Last updated on August 4, 2020
Question
I heard if you stand up, and spread your arms out (wingspan) that it equals your height. Is this true?
Answer
The famous artist, Leonardo Da Vinci, did a study of the ideal proportions for the human body. After all, artists are interested in getting drawings of people to look like people. He made a famous sketch of a man showing the proportions of the parts. The box around the man shows that his height equals the length of his outstretched arms from fingertip to fingertip. The center of the box is at the groin. With the arms slightly raised and the feet spread apart, a man can touch the edges of a circle where the center of the circle is at his naval. In particular, the arms are raised to the level of the top of the head and the legs are spread to form an equilateral triangle where the navel and the soles of the feet form the three corners of the triangle. Leonardo wrote: “The navel is naturally placed in the centre of the human body, and, if in a man lying with his face upward, and his hands and feet extended, from his navel as the centre, a circle be described, it will touch his fingers and toes.
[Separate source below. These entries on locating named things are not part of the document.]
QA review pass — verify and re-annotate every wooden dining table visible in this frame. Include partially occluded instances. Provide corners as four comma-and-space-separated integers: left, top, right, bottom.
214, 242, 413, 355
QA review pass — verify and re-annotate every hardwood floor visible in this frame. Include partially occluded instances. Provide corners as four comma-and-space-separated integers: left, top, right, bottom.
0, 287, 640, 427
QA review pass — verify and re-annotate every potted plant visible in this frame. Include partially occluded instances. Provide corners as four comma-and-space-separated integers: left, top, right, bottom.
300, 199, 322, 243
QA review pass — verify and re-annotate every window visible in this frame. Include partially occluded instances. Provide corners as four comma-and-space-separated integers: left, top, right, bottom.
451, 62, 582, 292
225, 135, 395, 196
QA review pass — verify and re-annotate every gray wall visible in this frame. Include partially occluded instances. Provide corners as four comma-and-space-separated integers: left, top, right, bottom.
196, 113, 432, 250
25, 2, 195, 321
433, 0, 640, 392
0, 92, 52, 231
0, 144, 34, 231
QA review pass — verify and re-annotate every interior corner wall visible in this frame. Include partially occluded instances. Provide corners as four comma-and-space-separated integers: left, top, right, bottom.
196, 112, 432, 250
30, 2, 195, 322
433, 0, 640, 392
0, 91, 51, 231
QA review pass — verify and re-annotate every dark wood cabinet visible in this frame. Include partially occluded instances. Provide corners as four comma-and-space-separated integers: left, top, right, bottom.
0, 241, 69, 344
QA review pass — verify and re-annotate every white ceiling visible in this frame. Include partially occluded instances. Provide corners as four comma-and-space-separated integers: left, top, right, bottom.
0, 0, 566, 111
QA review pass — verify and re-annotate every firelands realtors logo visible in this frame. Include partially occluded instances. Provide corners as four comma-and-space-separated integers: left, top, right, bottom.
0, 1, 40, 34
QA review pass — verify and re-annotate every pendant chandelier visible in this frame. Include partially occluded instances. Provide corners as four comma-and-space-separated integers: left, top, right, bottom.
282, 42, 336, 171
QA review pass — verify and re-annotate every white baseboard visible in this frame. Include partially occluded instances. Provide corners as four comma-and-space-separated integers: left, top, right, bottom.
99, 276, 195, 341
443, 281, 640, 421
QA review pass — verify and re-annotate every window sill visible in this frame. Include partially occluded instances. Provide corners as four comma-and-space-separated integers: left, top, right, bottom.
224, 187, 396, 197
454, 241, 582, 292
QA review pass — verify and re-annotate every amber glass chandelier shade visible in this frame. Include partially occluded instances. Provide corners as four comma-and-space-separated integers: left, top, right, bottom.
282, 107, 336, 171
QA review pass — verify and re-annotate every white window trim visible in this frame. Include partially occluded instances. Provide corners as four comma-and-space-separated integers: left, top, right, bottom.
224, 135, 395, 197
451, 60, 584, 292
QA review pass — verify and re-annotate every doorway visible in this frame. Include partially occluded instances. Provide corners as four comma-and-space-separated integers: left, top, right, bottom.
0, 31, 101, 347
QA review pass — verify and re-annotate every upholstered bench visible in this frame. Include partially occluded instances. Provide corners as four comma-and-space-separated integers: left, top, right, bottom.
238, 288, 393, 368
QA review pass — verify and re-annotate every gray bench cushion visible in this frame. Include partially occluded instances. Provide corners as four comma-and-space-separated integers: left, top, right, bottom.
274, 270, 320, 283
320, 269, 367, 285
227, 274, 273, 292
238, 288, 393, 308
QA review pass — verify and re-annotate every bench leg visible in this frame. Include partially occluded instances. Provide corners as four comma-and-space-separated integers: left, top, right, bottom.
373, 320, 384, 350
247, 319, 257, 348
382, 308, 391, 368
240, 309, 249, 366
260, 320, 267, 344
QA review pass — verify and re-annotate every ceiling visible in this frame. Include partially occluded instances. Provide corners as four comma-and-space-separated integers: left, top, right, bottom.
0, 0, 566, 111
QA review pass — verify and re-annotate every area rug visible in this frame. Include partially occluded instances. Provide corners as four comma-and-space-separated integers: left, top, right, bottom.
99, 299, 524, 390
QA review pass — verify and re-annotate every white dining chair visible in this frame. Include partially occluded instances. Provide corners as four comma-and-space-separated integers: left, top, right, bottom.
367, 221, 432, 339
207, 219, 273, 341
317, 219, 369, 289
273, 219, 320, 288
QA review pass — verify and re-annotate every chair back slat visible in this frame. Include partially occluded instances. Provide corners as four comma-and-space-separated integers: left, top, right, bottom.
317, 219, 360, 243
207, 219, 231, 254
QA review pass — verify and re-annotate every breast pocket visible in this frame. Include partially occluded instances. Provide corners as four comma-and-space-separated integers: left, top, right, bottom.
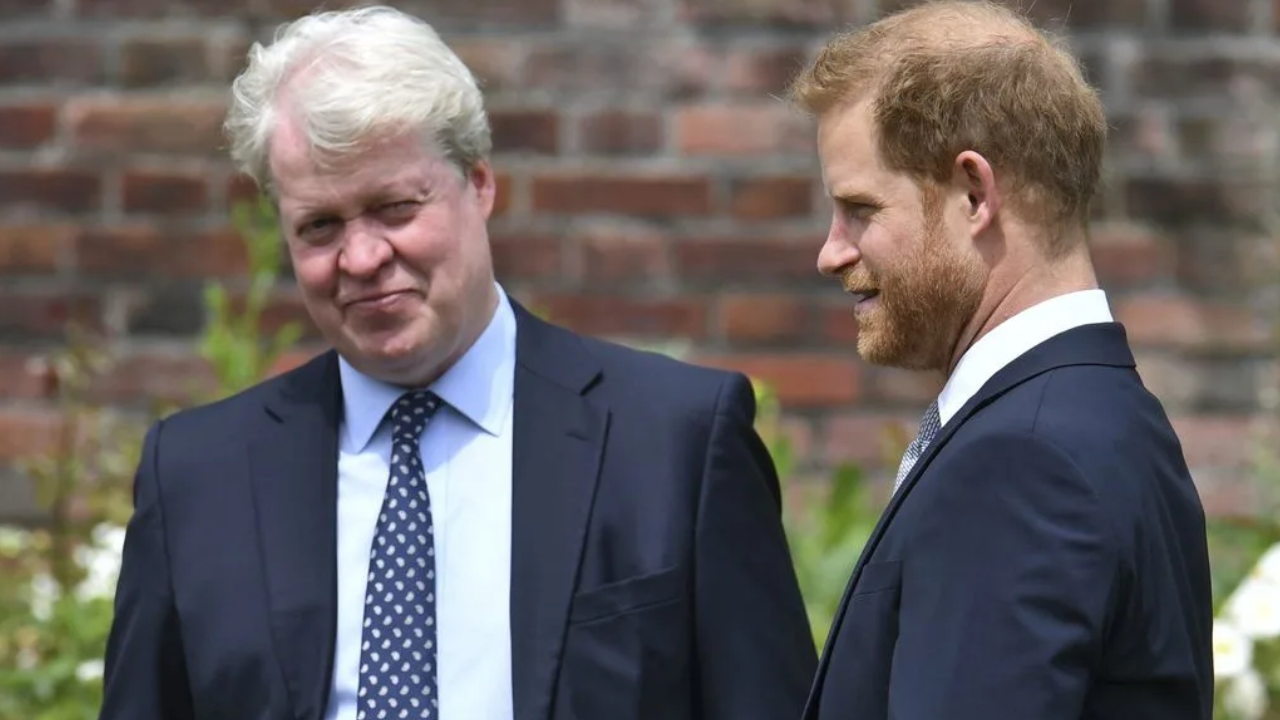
570, 568, 685, 624
822, 560, 902, 717
557, 568, 690, 720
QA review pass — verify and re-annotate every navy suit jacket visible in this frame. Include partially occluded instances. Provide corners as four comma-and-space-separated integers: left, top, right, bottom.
101, 299, 818, 720
804, 323, 1213, 720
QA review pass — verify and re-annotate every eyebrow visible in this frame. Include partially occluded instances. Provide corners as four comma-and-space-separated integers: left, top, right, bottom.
827, 190, 884, 206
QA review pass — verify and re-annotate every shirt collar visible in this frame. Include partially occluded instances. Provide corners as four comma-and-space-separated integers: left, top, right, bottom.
338, 283, 516, 451
938, 290, 1111, 425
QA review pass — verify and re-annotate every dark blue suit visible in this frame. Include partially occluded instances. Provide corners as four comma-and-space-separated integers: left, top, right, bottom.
101, 299, 817, 720
804, 324, 1213, 720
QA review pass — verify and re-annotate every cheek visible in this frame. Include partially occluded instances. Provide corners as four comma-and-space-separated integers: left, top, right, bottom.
289, 247, 338, 295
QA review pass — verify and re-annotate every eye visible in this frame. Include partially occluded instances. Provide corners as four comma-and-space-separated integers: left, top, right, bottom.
294, 217, 338, 238
378, 200, 421, 223
836, 199, 879, 220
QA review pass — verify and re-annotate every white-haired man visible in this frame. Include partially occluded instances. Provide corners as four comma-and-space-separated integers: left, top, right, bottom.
101, 8, 817, 720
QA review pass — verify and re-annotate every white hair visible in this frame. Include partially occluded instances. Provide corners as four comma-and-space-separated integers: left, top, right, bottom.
224, 6, 492, 190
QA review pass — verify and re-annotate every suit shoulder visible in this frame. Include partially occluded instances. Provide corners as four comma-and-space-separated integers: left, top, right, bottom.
155, 352, 332, 438
581, 336, 749, 402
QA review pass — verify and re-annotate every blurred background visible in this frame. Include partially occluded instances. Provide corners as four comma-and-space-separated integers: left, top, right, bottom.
0, 0, 1280, 720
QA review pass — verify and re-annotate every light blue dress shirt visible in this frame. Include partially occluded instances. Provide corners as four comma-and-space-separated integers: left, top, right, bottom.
325, 287, 516, 720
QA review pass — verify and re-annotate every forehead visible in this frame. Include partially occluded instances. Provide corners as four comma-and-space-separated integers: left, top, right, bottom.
818, 100, 887, 195
269, 110, 451, 211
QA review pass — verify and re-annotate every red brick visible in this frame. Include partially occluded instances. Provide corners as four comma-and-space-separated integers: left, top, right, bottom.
724, 45, 809, 97
490, 173, 517, 218
820, 411, 919, 471
1170, 414, 1261, 473
1006, 0, 1148, 29
0, 283, 102, 341
0, 102, 58, 150
676, 101, 814, 156
489, 229, 564, 282
0, 348, 51, 400
530, 295, 707, 340
1169, 0, 1252, 32
581, 224, 671, 287
0, 37, 106, 85
1112, 293, 1270, 352
78, 0, 251, 18
577, 110, 663, 155
1089, 225, 1174, 288
678, 0, 840, 27
675, 237, 814, 281
694, 354, 861, 410
65, 96, 227, 156
0, 224, 76, 273
489, 110, 559, 155
120, 37, 212, 88
449, 36, 521, 94
563, 0, 667, 25
122, 169, 209, 214
0, 0, 54, 19
532, 174, 712, 217
77, 223, 247, 278
521, 37, 655, 95
0, 168, 102, 213
230, 283, 321, 342
225, 173, 261, 210
92, 345, 216, 407
730, 177, 814, 220
719, 293, 813, 343
0, 406, 61, 462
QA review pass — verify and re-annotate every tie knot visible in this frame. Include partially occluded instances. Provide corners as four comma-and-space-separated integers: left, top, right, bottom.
390, 389, 440, 442
916, 401, 942, 445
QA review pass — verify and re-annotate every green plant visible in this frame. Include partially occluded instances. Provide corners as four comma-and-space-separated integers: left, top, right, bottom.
754, 382, 881, 647
0, 328, 143, 720
0, 196, 301, 720
200, 196, 302, 396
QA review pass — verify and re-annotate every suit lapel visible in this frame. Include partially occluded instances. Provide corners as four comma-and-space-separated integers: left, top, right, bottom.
511, 302, 609, 720
804, 323, 1134, 717
250, 352, 340, 720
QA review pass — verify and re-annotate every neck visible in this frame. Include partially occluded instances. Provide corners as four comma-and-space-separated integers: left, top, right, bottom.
946, 242, 1098, 375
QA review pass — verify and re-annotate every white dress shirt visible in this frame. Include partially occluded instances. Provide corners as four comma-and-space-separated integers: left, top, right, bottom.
325, 287, 516, 720
938, 290, 1111, 427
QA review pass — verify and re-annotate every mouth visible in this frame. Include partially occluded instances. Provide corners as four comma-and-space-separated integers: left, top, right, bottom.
344, 290, 408, 307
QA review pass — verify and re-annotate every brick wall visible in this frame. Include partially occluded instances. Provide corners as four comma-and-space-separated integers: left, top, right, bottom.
0, 0, 1280, 514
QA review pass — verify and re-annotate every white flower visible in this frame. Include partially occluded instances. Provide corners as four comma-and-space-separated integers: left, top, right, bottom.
76, 525, 124, 601
76, 660, 105, 684
1249, 543, 1280, 585
1222, 574, 1280, 641
31, 573, 60, 623
1213, 619, 1253, 678
1222, 670, 1267, 720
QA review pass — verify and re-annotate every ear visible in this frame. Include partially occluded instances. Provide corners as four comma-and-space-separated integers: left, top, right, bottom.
951, 150, 1001, 234
467, 160, 498, 220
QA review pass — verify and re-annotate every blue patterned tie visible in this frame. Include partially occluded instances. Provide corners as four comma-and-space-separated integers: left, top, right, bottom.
356, 392, 440, 720
893, 401, 942, 492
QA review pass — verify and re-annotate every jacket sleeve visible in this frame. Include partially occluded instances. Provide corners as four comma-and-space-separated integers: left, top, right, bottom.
99, 423, 193, 720
888, 433, 1120, 720
694, 373, 818, 720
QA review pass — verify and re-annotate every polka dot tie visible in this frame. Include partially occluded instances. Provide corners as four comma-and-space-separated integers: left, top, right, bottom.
893, 401, 942, 492
356, 392, 440, 720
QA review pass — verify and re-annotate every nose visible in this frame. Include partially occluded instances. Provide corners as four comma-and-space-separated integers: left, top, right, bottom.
338, 218, 396, 278
818, 211, 861, 275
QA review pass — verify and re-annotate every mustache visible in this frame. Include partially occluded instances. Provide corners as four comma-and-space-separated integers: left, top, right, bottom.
840, 268, 879, 292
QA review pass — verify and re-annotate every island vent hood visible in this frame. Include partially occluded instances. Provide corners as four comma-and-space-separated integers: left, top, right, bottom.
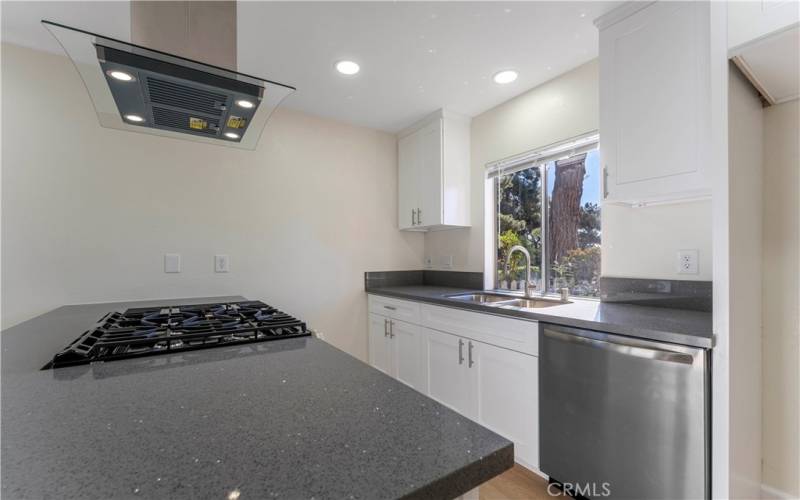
42, 7, 295, 150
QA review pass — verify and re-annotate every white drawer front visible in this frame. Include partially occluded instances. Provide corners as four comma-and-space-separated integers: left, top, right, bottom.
420, 304, 539, 356
369, 295, 420, 325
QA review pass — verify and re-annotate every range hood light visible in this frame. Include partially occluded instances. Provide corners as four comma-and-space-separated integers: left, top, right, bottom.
108, 71, 133, 82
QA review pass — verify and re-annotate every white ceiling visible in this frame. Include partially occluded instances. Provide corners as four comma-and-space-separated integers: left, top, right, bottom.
2, 1, 620, 131
738, 26, 800, 103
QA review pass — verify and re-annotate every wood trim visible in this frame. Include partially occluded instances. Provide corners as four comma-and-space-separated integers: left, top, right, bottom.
731, 55, 775, 106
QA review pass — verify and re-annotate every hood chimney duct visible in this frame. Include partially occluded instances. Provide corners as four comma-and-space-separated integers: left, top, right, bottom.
131, 0, 237, 71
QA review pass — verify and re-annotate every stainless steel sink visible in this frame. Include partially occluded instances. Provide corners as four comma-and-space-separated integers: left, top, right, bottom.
447, 293, 569, 309
447, 293, 514, 304
490, 299, 569, 309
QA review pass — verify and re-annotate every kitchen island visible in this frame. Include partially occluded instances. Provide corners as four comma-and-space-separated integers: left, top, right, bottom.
2, 297, 513, 499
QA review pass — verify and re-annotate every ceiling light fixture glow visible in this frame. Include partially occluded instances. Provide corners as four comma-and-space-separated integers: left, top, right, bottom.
494, 69, 519, 85
336, 61, 361, 76
108, 71, 133, 82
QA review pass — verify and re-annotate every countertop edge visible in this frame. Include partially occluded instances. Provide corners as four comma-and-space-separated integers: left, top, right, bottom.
365, 288, 714, 349
401, 442, 514, 500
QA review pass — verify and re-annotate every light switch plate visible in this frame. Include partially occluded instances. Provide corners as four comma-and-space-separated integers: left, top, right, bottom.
214, 255, 231, 273
678, 249, 699, 274
164, 253, 181, 273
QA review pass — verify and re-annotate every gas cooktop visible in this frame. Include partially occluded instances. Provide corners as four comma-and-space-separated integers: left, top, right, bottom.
44, 301, 311, 368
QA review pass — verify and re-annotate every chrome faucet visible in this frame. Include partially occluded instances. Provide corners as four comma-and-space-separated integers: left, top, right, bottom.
505, 245, 536, 298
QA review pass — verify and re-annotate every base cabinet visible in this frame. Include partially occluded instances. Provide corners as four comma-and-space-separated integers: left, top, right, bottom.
422, 327, 477, 420
369, 297, 539, 470
422, 327, 539, 470
369, 313, 426, 392
467, 342, 539, 470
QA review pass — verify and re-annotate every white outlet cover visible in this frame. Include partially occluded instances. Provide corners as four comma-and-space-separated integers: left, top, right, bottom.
214, 255, 231, 273
164, 253, 181, 273
677, 249, 700, 274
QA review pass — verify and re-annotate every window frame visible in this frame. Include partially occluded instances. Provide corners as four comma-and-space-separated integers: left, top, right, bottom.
484, 130, 605, 300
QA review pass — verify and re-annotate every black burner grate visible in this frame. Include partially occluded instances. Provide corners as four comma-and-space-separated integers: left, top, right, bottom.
45, 301, 311, 368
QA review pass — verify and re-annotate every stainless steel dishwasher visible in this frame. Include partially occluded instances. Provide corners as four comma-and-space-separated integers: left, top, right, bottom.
539, 323, 710, 500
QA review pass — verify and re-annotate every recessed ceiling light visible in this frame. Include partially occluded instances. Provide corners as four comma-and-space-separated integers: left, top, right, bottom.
108, 71, 133, 82
494, 69, 518, 85
336, 61, 361, 76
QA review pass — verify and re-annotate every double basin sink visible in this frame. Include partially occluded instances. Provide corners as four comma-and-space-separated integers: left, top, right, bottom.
447, 293, 569, 309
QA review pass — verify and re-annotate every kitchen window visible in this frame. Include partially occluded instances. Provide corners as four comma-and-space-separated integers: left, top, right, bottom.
488, 133, 602, 297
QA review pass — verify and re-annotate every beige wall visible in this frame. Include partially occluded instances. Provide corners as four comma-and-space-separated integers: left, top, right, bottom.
728, 65, 764, 498
762, 100, 800, 497
425, 60, 711, 280
2, 44, 423, 358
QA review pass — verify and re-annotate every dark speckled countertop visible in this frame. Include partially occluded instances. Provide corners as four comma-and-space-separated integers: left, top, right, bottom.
2, 297, 513, 499
367, 285, 714, 349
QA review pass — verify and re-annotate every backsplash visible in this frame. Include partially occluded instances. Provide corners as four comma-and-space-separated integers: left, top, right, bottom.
364, 270, 483, 290
600, 277, 712, 312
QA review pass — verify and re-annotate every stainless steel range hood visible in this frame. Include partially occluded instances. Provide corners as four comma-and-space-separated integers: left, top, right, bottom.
42, 20, 295, 150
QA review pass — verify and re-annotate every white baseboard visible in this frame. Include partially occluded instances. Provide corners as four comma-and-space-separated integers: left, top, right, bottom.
761, 483, 800, 500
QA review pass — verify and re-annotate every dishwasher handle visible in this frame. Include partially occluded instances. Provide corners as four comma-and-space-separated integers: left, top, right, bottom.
544, 328, 694, 365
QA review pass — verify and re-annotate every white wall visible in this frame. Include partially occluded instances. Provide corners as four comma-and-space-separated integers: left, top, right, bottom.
728, 67, 763, 498
2, 44, 423, 359
762, 100, 800, 498
425, 60, 711, 280
601, 203, 712, 281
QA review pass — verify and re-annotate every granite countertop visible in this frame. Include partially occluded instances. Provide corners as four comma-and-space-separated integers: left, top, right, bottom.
366, 285, 714, 349
2, 297, 513, 499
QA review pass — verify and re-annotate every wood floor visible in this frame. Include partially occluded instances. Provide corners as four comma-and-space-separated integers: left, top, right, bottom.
479, 464, 552, 500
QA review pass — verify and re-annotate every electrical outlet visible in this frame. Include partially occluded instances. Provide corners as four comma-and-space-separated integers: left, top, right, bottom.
678, 250, 699, 274
164, 253, 181, 273
214, 255, 231, 273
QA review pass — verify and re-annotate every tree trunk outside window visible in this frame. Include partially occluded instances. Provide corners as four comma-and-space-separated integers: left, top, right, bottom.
547, 154, 586, 263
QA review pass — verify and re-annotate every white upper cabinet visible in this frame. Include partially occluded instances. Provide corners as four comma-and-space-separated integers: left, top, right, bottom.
595, 2, 711, 205
398, 110, 470, 231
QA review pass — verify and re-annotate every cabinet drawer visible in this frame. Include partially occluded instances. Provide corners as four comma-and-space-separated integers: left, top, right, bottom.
368, 295, 419, 325
420, 304, 539, 356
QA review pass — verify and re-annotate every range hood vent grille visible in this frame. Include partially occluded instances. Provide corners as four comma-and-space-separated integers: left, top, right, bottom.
42, 21, 295, 150
147, 76, 230, 116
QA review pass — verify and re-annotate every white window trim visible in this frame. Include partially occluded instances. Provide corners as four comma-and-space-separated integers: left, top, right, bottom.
483, 130, 600, 300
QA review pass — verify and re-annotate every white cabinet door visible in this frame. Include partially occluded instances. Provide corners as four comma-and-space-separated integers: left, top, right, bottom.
369, 313, 392, 376
423, 328, 476, 419
389, 320, 427, 394
397, 132, 420, 229
467, 340, 539, 470
600, 2, 711, 203
416, 119, 444, 227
It is not alone by a circle, that the human body is thus circumscribed, as may be seen by placing it within a square. For measuring from the feet to the crown of the head, and then across the arms fully extended, we find the latter measure equal to the former; so that lines at right angles to each other, enclosing the figure, will form a square.“
These proportions were derived from an earlier Roman writer, named Vitruvius, but it was Da Vinci who realized that the circle and the square did not have the same center. Thus Leonardo’s sketch is known as the Vitruvian Man.
You have to realize that this is an idealized adult male. It definitely does not apply to children, or to teenagers while they are growing as they don’t grow in proportion, but different parts grow at different times. While the proportions are pleasing to the eye, every person doesn’t have exactly the “perfect” proportions. We all vary from it a bit in different ways.